Structural basis for the suppression of skin cancers by DNA polymerase eta

Abstract

DNA polymerase eta (Poleta) is unique among eukaryotic polymerases in its proficient ability for error-free replication through ultraviolet-induced cyclobutane pyrimidine dimers, and inactivation of Poleta (also known as POLH) in humans causes the variant form of xeroderma pigmentosum (XPV). We present the crystal structures of Saccharomyces cerevisiae Poleta (also known as RAD30) in ternary complex with a cis-syn thymine-thymine (T-T) dimer and with undamaged DNA. The structures reveal that the ability of Poleta to replicate efficiently through the ultraviolet-induced lesion derives from a simple and yet elegant mechanism, wherein the two Ts of the T-T dimer are accommodated in an active site cleft that is much more open than in other polymerases. We also show by structural, biochemical and genetic analysis that the two Ts are maintained in a stable configuration in the active site via interactions with Gln 55, Arg 73 and Met 74. Together, these features define the basis for Poleta's action on ultraviolet-damaged DNA that is crucial in suppressing the mutagenic and carcinogenic consequences of sun exposure, thereby reducing the incidence of skin cancers in humans.

Figure 1

Polη-DNA-dATP ternary complexes. a, Structure of Polη with undamaged DNA. The palm, fingers, thumb domains and the PAD are shown in cyan, yellow, orange and green, respectively. The DNA is in gray, and the putative Mg²⁺ ions are in dark blue. The templating 3'T (and the 5'T) and incoming dATP are in red. b, Structure of Polη with a cis-syn T-T dimer in DNA. The cis-syn T-T dimer and incoming dATP are shown in red. Yellow and orange dashed lines depict unstructured loops in the fingers and thumb domains, respectively.

Figure 2

Close-up views of the active site regions. a, The active site regions with undamaged (left) and T-T dimer-containing (right) DNAs. The palm and fingers domains and the PAD are shown in cyan, yellow, and green, respectively. The DNA is colored gray, and the putative Mg²⁺ ions (A and B) are dark blue. The undamaged templating T (and the 5'T) (left), the cis-syn T-T dimer (3'T and 5'T), and incoming dATP are in red. Highlighted and labeled are the catalytic residues (D30, D155, and E156), residues that interact with the triphosphate moiety of incoming dATP (Y64, R67, and K279), residues that interact with templating T and the 5'T (Q55, W56, M74, and R73), and F35, which stacks against the dATP sugar. R73 is shown in two orientations in the T-T dimer structure.
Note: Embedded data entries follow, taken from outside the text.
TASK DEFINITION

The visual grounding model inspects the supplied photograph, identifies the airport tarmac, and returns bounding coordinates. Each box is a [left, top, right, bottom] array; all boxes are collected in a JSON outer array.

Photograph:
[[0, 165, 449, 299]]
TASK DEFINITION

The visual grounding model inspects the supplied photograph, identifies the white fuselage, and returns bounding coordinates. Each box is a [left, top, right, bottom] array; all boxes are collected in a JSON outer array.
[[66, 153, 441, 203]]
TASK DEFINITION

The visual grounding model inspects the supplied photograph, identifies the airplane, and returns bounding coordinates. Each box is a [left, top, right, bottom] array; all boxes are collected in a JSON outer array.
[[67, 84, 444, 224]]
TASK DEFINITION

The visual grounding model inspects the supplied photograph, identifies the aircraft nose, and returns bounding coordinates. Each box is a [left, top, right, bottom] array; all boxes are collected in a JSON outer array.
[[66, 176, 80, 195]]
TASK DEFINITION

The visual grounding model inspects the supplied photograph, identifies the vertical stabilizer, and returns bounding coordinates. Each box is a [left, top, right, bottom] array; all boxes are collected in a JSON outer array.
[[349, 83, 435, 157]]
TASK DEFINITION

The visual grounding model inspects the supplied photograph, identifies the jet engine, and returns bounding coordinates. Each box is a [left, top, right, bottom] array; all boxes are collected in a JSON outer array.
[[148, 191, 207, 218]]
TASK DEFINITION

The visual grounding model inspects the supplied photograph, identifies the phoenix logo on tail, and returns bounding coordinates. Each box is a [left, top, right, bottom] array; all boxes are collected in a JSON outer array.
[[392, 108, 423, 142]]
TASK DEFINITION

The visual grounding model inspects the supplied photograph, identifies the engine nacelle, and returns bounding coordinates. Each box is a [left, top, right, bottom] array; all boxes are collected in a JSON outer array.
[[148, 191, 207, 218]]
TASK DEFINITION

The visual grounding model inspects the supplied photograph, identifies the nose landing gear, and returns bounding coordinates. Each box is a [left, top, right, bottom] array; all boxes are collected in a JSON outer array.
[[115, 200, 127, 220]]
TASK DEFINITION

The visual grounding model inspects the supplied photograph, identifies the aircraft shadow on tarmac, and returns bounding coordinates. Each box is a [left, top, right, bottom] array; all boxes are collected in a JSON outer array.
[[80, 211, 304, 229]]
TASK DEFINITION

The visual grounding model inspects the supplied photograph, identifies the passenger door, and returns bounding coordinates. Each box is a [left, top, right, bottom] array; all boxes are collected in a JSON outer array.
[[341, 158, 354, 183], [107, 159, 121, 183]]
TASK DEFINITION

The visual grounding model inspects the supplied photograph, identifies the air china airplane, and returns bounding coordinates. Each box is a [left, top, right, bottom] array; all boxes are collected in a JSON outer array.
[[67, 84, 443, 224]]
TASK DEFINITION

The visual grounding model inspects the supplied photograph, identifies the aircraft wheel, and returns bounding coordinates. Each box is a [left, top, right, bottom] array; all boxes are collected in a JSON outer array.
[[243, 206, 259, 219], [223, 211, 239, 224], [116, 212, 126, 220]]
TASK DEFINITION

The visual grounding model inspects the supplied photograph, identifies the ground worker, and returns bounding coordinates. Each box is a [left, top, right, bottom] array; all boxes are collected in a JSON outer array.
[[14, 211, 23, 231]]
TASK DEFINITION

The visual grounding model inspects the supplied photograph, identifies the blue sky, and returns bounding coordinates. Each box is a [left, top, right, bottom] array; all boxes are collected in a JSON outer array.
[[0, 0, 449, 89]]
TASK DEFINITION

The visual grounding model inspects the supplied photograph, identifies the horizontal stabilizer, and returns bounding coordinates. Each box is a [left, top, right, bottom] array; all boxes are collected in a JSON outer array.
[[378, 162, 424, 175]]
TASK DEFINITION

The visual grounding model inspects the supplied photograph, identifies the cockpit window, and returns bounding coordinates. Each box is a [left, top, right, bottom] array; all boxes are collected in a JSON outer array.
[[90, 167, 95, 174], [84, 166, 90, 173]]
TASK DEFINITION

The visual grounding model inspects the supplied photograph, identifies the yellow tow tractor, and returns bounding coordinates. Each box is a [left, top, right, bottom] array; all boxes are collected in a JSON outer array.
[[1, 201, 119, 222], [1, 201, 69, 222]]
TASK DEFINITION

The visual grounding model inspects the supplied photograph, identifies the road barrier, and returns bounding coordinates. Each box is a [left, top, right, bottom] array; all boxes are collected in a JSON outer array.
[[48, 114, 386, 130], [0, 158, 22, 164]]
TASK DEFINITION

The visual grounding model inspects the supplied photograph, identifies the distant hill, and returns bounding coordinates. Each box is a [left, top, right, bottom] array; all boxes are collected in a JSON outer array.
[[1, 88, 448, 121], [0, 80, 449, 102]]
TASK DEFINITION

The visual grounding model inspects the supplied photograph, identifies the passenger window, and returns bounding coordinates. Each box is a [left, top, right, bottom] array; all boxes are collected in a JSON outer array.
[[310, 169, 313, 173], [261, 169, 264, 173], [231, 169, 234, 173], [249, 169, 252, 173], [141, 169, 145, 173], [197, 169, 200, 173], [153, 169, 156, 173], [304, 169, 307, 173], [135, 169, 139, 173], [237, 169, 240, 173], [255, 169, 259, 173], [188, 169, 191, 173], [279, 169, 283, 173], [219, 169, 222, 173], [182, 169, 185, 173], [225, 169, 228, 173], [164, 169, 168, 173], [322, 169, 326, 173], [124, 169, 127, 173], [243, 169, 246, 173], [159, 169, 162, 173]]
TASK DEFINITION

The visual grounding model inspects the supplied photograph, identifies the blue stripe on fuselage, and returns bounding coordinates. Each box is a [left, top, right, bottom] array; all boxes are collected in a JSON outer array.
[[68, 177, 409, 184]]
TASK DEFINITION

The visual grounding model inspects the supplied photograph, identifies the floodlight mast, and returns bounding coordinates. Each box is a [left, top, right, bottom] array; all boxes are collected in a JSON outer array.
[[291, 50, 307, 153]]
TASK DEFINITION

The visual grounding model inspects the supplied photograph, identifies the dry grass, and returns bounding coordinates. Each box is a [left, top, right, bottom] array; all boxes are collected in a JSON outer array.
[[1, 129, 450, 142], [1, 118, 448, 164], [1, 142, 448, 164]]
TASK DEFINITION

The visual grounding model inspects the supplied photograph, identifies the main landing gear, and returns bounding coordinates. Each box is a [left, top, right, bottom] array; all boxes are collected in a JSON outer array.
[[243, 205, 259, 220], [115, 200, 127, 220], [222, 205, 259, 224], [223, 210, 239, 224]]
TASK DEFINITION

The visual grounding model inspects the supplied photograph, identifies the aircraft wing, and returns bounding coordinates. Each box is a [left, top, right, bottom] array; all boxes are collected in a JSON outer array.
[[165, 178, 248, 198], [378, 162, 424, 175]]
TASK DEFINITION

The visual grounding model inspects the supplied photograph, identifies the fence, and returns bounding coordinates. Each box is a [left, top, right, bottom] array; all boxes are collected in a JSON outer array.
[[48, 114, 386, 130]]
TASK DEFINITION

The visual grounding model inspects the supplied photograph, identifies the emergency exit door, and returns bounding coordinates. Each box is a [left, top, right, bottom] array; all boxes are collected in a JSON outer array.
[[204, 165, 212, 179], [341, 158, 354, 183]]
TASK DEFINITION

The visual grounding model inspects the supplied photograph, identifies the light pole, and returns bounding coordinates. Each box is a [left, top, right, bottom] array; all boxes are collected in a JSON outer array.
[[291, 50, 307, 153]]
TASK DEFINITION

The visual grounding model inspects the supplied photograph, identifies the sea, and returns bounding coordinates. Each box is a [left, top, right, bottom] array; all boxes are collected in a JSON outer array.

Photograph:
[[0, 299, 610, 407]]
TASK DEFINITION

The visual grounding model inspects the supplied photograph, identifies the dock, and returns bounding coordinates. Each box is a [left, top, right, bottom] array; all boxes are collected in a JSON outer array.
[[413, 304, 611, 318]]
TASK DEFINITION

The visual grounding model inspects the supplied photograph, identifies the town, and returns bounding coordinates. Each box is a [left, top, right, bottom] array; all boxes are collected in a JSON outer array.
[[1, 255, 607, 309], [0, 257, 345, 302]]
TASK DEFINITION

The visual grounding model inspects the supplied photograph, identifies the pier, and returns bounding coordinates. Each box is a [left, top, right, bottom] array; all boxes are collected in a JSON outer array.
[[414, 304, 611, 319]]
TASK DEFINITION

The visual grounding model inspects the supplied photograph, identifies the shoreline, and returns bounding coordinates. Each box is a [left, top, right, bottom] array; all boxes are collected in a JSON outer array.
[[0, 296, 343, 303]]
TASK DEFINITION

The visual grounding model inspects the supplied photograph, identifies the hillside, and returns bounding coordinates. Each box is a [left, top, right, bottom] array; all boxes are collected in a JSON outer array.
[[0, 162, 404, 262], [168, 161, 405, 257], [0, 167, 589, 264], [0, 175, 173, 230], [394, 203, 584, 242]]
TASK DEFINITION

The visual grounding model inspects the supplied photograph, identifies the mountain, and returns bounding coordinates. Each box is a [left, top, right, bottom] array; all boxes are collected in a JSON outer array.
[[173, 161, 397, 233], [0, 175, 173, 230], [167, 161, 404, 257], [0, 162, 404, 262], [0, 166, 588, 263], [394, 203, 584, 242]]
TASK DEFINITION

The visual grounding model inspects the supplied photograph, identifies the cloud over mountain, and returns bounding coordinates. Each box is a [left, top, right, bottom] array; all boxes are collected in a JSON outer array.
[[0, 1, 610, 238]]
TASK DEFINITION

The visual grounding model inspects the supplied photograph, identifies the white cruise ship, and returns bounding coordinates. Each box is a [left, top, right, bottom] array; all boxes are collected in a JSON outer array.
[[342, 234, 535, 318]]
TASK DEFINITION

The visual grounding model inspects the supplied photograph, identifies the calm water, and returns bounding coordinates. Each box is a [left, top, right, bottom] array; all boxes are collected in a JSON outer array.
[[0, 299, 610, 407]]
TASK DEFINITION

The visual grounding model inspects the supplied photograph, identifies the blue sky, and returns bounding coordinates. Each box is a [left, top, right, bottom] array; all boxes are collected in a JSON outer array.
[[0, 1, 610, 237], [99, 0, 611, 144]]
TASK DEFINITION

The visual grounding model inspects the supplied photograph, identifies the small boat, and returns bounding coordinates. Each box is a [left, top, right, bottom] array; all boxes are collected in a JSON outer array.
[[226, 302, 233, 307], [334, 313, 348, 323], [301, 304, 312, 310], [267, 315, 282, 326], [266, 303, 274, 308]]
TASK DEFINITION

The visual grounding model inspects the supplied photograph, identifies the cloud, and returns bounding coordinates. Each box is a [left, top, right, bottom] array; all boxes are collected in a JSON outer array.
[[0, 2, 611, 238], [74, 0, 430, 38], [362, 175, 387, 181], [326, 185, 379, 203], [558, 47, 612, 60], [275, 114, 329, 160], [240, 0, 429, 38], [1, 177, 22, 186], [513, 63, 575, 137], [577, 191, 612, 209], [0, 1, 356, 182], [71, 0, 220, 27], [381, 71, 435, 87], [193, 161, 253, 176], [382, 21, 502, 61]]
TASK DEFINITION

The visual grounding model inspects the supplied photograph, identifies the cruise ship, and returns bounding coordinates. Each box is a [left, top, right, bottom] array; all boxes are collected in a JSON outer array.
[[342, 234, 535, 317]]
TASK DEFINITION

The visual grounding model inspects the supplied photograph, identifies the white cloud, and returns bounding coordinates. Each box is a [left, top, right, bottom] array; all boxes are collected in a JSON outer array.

Y452 is also shown (right), which stacks against the base of the nucleotide 5' to the T-T dimer. The residues are colored to match the domain they belong to. b, Simulated annealing Fo-Fc omit maps (contoured at 3.0σ) of undamaged templating T (and the 5'T) and incoming dATP (left), and cis-syn T-T dimer and incoming dATP (right). c, Hydrogen bonding and van der Waals interactions between residues on the fingers domain (Q55, W56, I60, R73 and M74) and undamaged Ts (left) and cis-syn T-T dimer (right).

Figure 3

Conformational changes in Polη ternary complex. a, Conformational change in Polη upon complex formation. Upon DNA and dNTP binding, the PAD swings by as much as ~13.6A towards the major groove of the DNA. The thumb also rotates towards the DNA but to a much lesser extent than the PAD. b, Comparison between our Polη ternary complex and that reported by Alt et al between Polη and a cisplatin adduct. In the Alt et al. structure, Polη has an apo-like conformation (cf Figure 3a), wherein the PAD occupies a position similar to that in the apo Polη structure

Figure 4

Comparison between Polη and Polκ. a, Polκ (gray) superimposed on the Polη ternary complex via the palm domain. In Polκ, the fingers domain is in close proximity to the cis-syn T-T dimer (red) and it collides with the 5'T of the T-T dimer. b, Left, molecular surface of Polη in the UV-damaged ternary complex. Both Ts of the T-T dimer fit unhindered within the active site cleft. Right, molecular surface of Polκ when superimposed on the Polη ternary complex via the palm domain. The 5'T of the T-T dimer collides with M135 and other residues of the Polκ fingers domain.